Study on the deformation behavior and control technology of roadways under the influence of front abutment pressure

As coal resources become increasingly scarce, it is crucial to minimize the distance between the mining stop line and the main roadways to optimize coal recovery rates. However, the front abutment pressure will significantly affect the stability of the main roadways. This study conducted physical model tests and numerical simulations, demonstrating that the reduction of the coal pillar influences the increase in abutment stress in two stages. During the initial stage, the abutment stress within the coal pillar increased gradually, whereas the rate of increase in the subsequent stage was significantly accelerated.
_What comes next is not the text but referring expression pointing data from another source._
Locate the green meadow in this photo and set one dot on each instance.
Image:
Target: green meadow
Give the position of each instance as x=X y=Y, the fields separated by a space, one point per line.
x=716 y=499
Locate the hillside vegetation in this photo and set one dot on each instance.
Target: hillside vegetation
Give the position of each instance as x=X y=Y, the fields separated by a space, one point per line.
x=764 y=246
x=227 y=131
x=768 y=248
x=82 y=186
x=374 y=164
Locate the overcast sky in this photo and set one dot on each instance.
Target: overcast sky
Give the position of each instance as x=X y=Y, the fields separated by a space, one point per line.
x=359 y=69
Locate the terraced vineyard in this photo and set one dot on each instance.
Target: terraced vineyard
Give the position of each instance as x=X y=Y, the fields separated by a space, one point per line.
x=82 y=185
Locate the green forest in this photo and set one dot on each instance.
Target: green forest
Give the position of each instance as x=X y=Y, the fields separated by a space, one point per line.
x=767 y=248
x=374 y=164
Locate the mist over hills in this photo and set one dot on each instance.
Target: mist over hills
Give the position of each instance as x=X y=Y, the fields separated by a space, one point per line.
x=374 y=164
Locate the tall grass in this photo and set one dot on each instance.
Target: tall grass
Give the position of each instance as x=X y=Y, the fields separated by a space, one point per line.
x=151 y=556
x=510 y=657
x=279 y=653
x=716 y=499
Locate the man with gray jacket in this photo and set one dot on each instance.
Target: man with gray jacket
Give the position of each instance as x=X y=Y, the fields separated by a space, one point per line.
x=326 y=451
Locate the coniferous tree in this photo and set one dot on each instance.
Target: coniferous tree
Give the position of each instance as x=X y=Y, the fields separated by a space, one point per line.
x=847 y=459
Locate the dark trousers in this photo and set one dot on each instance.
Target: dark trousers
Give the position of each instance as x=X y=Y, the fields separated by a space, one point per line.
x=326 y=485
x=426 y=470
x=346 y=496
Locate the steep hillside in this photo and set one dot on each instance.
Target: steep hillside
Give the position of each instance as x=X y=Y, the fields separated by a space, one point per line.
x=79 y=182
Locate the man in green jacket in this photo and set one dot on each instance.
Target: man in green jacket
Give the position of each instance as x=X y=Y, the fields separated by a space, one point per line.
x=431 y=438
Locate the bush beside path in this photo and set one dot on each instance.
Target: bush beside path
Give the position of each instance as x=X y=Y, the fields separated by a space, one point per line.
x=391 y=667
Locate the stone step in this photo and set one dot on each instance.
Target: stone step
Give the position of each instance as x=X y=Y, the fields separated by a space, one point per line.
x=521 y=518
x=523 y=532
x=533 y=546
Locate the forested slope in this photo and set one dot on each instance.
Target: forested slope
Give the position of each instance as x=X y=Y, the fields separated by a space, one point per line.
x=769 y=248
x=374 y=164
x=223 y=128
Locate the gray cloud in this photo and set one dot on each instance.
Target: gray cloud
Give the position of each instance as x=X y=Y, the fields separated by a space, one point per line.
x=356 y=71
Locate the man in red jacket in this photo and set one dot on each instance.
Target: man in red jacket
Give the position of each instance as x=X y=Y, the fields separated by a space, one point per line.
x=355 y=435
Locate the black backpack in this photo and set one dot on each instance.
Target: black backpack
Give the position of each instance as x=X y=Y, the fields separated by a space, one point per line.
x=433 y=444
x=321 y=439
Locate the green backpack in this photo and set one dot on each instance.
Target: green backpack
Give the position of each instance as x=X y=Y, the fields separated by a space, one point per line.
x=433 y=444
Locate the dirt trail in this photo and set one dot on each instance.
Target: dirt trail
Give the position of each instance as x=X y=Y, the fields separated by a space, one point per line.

If the pillar width decreased below the threshold value (55 m in this study) between the two stages, the peak of the abutment stress would shift towards the main roadway, thereby accelerating the deformation and failure of the roadway. As the front abutment pressure increased, the deformation of the main roadway was primarily characterized by rib-to-rib convergence. The failure mode of the surrounding rock involved floor heave, asymmetric failure of ribs, and roof subsidence, resulting in the drastic instability of the surrounding rock. A new stress-control protecting roadway technology has been proposed, which simultaneously facilitates pressure relief through the special roadway and pressure control through pre-grouting reinforcement. Field application results indicated that this technology can effectively mitigate the stressful environment around the main roadway, thereby ensuring its stability and safe operation.